We parked at Rhodes Memorial and then got the boys on our backs. Lately it seems to be working pretty well to have Jude in Brian’s hiking baby carrier and Seth in my Ubuntu baby carrier to start off with as Seth usually falls asleep pretty quickly and I think my carrier is way more comfy for sleeping. Then on the return leg we usually swop boys because it is easier for Seth to see out of the hiking baby carrier which keeps him happier and Jude enjoys the snuggle with me. From there we picked the path that seemed most direct out of the parking lot (there were about 3) and started our walk.

The start is stepped and quite steep so here keeping Emma chatting, showing her pretty flowers and playing “I-spy” helped and we made quick progress. We spotted some beautiful silver leaf tress which are always exciting and a little magical for a girl currently obsessed with princesses, unicorns and all things sparkly. We also stopped to climb a big rock, balance on a fallen tree trunk and chat to a family who were on their way down and had come from the Newlands Forest side.

When we started slowing down we had a quick stop for some water and some sweeties and then kept going until we got to the turn stile. On the left of the turn stile the fence is completely broken thus making the whole thing a little pointless, but to the right of the turn stile is a large ladder stile over the fence. Obviously, this stile needed to be climbed to get to the other side. Once on the other side we were on a dirt road and were passed by a few friendly mountain bikers on their way down. From here it took us about another 15 minutes to get to the Blockhouse.
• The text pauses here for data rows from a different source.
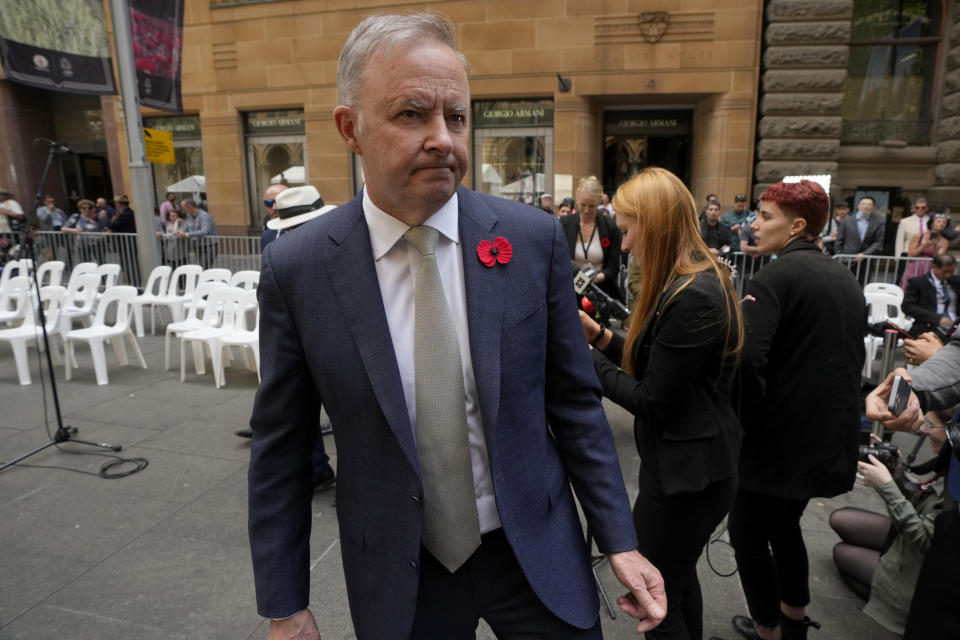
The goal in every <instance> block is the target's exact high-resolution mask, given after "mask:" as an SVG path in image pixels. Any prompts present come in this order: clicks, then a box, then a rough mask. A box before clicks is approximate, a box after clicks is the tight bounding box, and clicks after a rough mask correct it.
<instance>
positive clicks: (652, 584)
mask: <svg viewBox="0 0 960 640" xmlns="http://www.w3.org/2000/svg"><path fill="white" fill-rule="evenodd" d="M607 560H608V561H609V562H610V567H611V568H612V569H613V573H614V575H616V576H617V580H619V581H620V584H622V585H623V586H625V587H626V588H627V589H629V590H630V591H629V593H627V594H626V595H622V596H620V597H619V598H617V604H618V605H620V610H621V611H623V612H624V613H626V614H627V615H628V616H631V617H633V618H637V619H638V620H640V624H638V625H637V633H643V632H645V631H649V630H650V629H653V628H654V627H656V626H657V625H658V624H660V623H661V622H662V621H663V618H664V617H665V616H666V615H667V593H666V591H664V589H663V576H661V575H660V572H659V571H657V568H656V567H655V566H653V565H652V564H650V561H649V560H647V559H646V558H644V557H643V556H642V555H640V552H638V551H623V552H620V553H611V554H609V555H608V556H607Z"/></svg>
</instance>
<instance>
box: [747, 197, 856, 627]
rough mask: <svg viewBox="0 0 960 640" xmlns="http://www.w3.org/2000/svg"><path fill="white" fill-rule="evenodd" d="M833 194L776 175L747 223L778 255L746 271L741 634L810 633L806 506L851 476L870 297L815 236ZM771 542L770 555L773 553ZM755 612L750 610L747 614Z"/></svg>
mask: <svg viewBox="0 0 960 640" xmlns="http://www.w3.org/2000/svg"><path fill="white" fill-rule="evenodd" d="M829 206H830V201H829V199H828V197H827V194H826V193H825V192H824V190H823V188H822V187H820V185H818V184H817V183H815V182H811V181H809V180H802V181H800V182H798V183H793V184H786V183H782V182H781V183H777V184H775V185H773V186H771V187H770V188H769V189H767V190H766V191H764V192H763V194H761V196H760V210H759V214H758V216H757V217H756V218H755V219H754V221H753V222H752V223H751V227H752V229H753V231H754V236H755V237H756V242H757V250H758V251H759V253H760V254H762V255H771V254H776V256H777V259H776V260H773V261H771V262H770V263H769V264H767V265H766V266H764V267H763V268H762V269H760V270H759V271H758V272H757V273H756V274H754V275H753V277H752V278H751V279H750V283H749V287H748V292H749V294H750V295H749V296H748V301H747V302H745V303H744V312H743V313H744V319H745V322H746V339H745V343H744V349H743V365H742V367H741V380H740V382H741V388H740V393H739V398H738V400H737V402H736V404H738V405H739V408H740V422H741V424H742V425H743V432H744V435H743V447H742V449H741V454H740V485H739V488H738V490H737V497H736V500H735V501H734V504H733V509H732V511H731V513H730V520H729V526H730V542H731V544H732V545H733V548H734V552H735V555H736V558H737V566H738V568H739V573H740V583H741V585H742V586H743V592H744V595H745V596H746V599H747V606H748V608H749V611H750V618H747V617H745V616H741V615H737V616H734V618H733V626H734V629H735V630H736V631H737V632H738V633H740V634H741V635H742V636H743V637H745V638H751V639H752V638H763V639H764V640H779V639H780V638H783V640H793V639H796V638H806V636H807V629H808V627H810V626H819V625H817V623H815V622H812V621H811V620H810V619H809V618H808V617H806V611H805V608H806V605H807V604H808V603H809V602H810V589H809V585H808V574H809V567H808V565H807V551H806V547H805V546H804V542H803V535H802V533H801V530H800V517H801V516H802V515H803V512H804V509H806V506H807V502H808V501H809V499H810V498H812V497H814V496H824V497H830V496H835V495H838V494H840V493H844V492H846V491H849V490H850V489H851V488H852V487H853V481H854V477H855V475H856V470H857V443H858V437H859V432H860V384H861V382H860V369H861V367H862V366H863V360H864V347H863V335H862V331H863V325H864V321H865V319H866V314H867V312H866V304H865V302H864V298H863V293H862V291H861V290H860V285H859V284H858V283H857V280H856V278H855V277H854V276H853V274H851V273H850V271H849V270H847V269H846V268H844V267H843V266H842V265H841V264H839V263H837V262H836V261H834V260H832V259H831V258H830V257H829V256H827V255H825V254H824V253H823V251H821V250H820V248H819V247H818V246H817V244H816V240H817V238H818V235H819V233H820V230H821V229H823V226H824V224H825V223H826V221H827V216H828V215H829ZM771 550H772V554H771ZM751 618H752V619H751Z"/></svg>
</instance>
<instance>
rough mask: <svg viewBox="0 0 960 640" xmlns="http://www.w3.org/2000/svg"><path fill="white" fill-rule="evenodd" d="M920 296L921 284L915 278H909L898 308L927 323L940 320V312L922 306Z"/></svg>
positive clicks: (919, 319) (936, 321)
mask: <svg viewBox="0 0 960 640" xmlns="http://www.w3.org/2000/svg"><path fill="white" fill-rule="evenodd" d="M922 296H923V291H922V289H921V285H920V284H919V283H917V282H916V281H915V279H911V280H910V282H908V283H907V290H906V291H905V292H904V293H903V302H902V303H901V304H900V309H901V310H902V311H903V312H904V313H905V314H907V315H908V316H910V317H911V318H913V319H914V320H918V321H919V322H925V323H927V324H937V323H938V322H940V314H939V313H937V312H936V311H931V310H930V309H927V308H924V307H923V306H922V305H921V304H920V298H921V297H922Z"/></svg>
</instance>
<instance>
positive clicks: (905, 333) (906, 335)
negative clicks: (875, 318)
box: [884, 320, 914, 340]
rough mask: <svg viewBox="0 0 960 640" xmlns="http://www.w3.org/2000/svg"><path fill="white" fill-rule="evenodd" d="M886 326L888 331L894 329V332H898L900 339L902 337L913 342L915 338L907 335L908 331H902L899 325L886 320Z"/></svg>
mask: <svg viewBox="0 0 960 640" xmlns="http://www.w3.org/2000/svg"><path fill="white" fill-rule="evenodd" d="M884 326H885V327H886V328H887V329H893V330H894V331H896V332H897V333H898V334H900V337H901V338H906V339H908V340H913V339H914V337H913V336H912V335H910V334H909V333H907V332H906V330H904V329H901V328H900V327H898V326H897V325H895V324H893V323H892V322H890V321H889V320H886V321H885V322H884Z"/></svg>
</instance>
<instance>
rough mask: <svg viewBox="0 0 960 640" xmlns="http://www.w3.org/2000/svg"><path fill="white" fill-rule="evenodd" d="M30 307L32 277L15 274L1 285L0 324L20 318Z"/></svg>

The terrace below the King’s Blockhouse has a plaque mounted on a stepped wall (also perfect for climbing if you are under the age of 5) and 2 massive cannons (which of course needed to be mounted). We then picnicked, sheltered from the wind, in front of the Blockhouse with a view of Table Bay and Robben Island. We tried counting the ships in the bay and spotting our home suburb, but it was a too smoggy to see so far north.

Getting back down was fairly quick and uneventful, although by the time we got back to the car my legs were a bit shaky, which I’m blaming on the heavy two-year-old on my back and all the steps. Something worth noting is that while hiking I saw a blister bush next to the path. If you have come across these in the past you will know they are something that you want to avoid. If you have not, a blister bush (Notobubon galbanum) is a smallish shrub with bright green leaves similar in shape to those of parsley and an umbel head of small yellow flowers. When your skin makes contact with the leaves and the area is exposed to light a reaction takes place and the area will become red and develop blisters within a few days. It is not painful at the time of contact and washing the exposed area with soap and water as well as protecting it from light can reduce the effect.

Blister bush: photo credit –

After the hike we went to check out Rhodes Memorial and then went to the restaurant to have coffee and enormous scones. The kids played in their jungle gym area and were nice and tired out for a peaceful drive home.

It’s a hike I would definitely recommend for those just starting out or those hiking with children. Its easily achievable, the vegetation is beautiful and it boasts magnificent views of the mountain, Cape Town and the surrounds. But as the general safety in the area hasn’t been great over the last few years, so try to go at a busier time (like a weekend morning) and in a group if possible.